Facón adalah senjata gaucho kuno yang paling ungguldengan bilah yang panjang (30/40 cm atau lebih) biasanya memiliki tepi tunggal dan tepi berlawanan, namun ada beberapa spesimen dengan tepi ganda. Ini adalah senjata tempur klasik dan menurut saya tidak terlalu cocok untuk pekerjaan sehari-hari. Siapapun yang pernah memilikinya akan tahu bahwa itu tidak terlalu praktis dalam kehidupan pedesaan… Biasanya itu di tangan compadritos, petarung (Juan Moreira) atau gaucho perbatasan. Ini bukan pisau panjang dan bukan belati besar, bentuknya lebih mirip pedang mini daripada pisau. Harus ada elang yes atau yes (potongan logam, perunggu, perak nikel, besi dengan berbagai bentuk S atau U, yang melindungi tangan pengguna dari pukulan pedang lawan). Ciri lain yang membuat facón adalah bilahnya bisa berasal dari pedang patah, pedang, parang, atau bayonet bekas.
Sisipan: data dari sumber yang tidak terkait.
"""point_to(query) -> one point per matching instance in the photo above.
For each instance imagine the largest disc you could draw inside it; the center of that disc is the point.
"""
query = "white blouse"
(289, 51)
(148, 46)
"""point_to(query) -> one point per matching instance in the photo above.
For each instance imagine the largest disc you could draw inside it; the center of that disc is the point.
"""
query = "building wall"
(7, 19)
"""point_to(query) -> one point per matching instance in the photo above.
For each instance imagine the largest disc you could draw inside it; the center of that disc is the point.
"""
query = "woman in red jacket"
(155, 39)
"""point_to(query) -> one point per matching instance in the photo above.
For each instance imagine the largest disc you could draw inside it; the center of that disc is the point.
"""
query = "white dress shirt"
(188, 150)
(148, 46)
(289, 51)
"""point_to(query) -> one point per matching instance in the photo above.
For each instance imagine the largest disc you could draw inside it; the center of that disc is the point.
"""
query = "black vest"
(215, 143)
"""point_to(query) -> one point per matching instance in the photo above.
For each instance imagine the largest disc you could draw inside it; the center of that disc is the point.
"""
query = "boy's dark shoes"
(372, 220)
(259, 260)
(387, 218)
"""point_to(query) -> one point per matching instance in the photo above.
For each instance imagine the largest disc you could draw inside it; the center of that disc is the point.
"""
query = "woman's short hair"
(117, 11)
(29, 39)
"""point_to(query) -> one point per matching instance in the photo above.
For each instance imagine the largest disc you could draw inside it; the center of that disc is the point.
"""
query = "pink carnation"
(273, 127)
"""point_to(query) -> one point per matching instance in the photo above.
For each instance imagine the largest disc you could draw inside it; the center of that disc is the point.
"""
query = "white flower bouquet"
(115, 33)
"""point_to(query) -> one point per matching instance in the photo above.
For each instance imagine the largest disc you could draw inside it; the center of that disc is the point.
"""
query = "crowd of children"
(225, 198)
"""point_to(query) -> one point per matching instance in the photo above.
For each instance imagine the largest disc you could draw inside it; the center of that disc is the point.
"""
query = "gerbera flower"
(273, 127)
Di dalam facones ada subkategori “Caronero” yang tidak lebih dari facón yang lebih panjang, berukuran sangat besar yang dikenakan di bawah atau di antara karona pesan, yaitu tidak dikenakan di bagian pinggang. Umumnya mereka tidak membawa elang sehingga mudah terhunus.

Saat ini penggunaannya hampir secara eksklusif untuk berjalan kaki.contoh rekreasi sejarah dan merupakan bagian dari pilcha kontes kewirausahaan Kreol.

Semua contoh “pisau” yang telah dijelaskan lebih disukai dikenakan di pinggang, diikat dengan ikat pinggang dan gagang, dilengkapi dengan ujung dan/atau gagang yang terbuat dari kayu, perak, perak nikel, tulang, gading, tanduk dan sarung dari kulit mentah, kulit samak, aplaca dan perak.

Selain masalah gaya dan bentuk, senjata tajam telah dan banyak digunakan dalam kampanye kami. Mereka adalah bagian dari sejarah negara kita dan warisan mereka tercermin dalam banyaknya bengkel dan pembuat pisau. yang menjaga api bengkel mereka tetap hidup hari demi hari.